Tools for Software Quality

Posted Dec 11, 2006 11:49 UTC (Mon) by nix (subscriber, #2304) [Link]

It *might* be practical for parts of the system above the kernel. Of course, reality matters, and there aren't many Ada systems programmers around, although Ada embedded programmers could probably move into systems programming if they wanted to. But they *haven't*... so reality still wins.

Tools for Software Quality

Posted Dec 12, 2006 14:26 UTC (Tue) by Junior_Samples (guest, #26737) [Link]

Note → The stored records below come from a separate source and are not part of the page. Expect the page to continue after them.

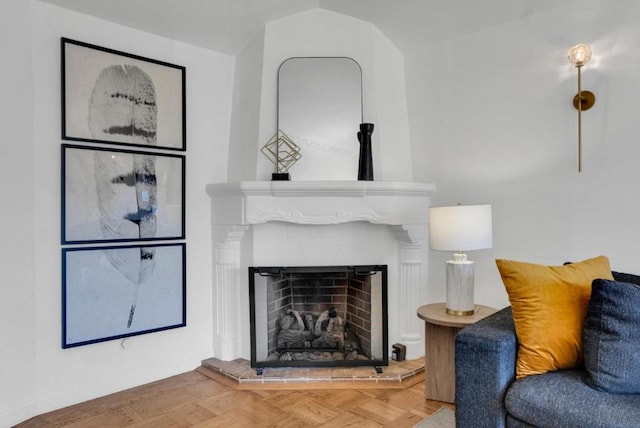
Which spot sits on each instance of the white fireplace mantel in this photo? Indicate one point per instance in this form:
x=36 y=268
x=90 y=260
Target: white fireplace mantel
x=320 y=202
x=237 y=207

Certainly Ada has proved itself in embedded systems. It is an ideal language for low level control of the bare hardware. But specific choice of language is not really the issue. The issue is that OSS software remains stuck in software development practices which haven't changed in 20 years.

This whole thread demonstrates that OSS software development continues to make alibis and excuses for maintaining the status quo. Making assertions that "reality" matters, and then ignoring the proven reality of useful methods for improving software quality takes great hubris indeed.

I'm reminded of the transition from K & R C to ANSI C. What there was of the free software world at the time had to be dragged kicking and screaming into a better way of doing things.

At the time the mark of a hot-shot macho programmer was to use C in an idiomatic and cryptic way just to prove that they were a "real programmer". They didn't need no new fangled ANSI C to "get in the way". Gosh, even large scale projects like BSD remained in the K & R world for many years after a better way of doing things was available. Likewise with GNU software.

Today there exist many good and proven tools to improve software quality. It is unfortunate that they are dismissed so easily by the free software community.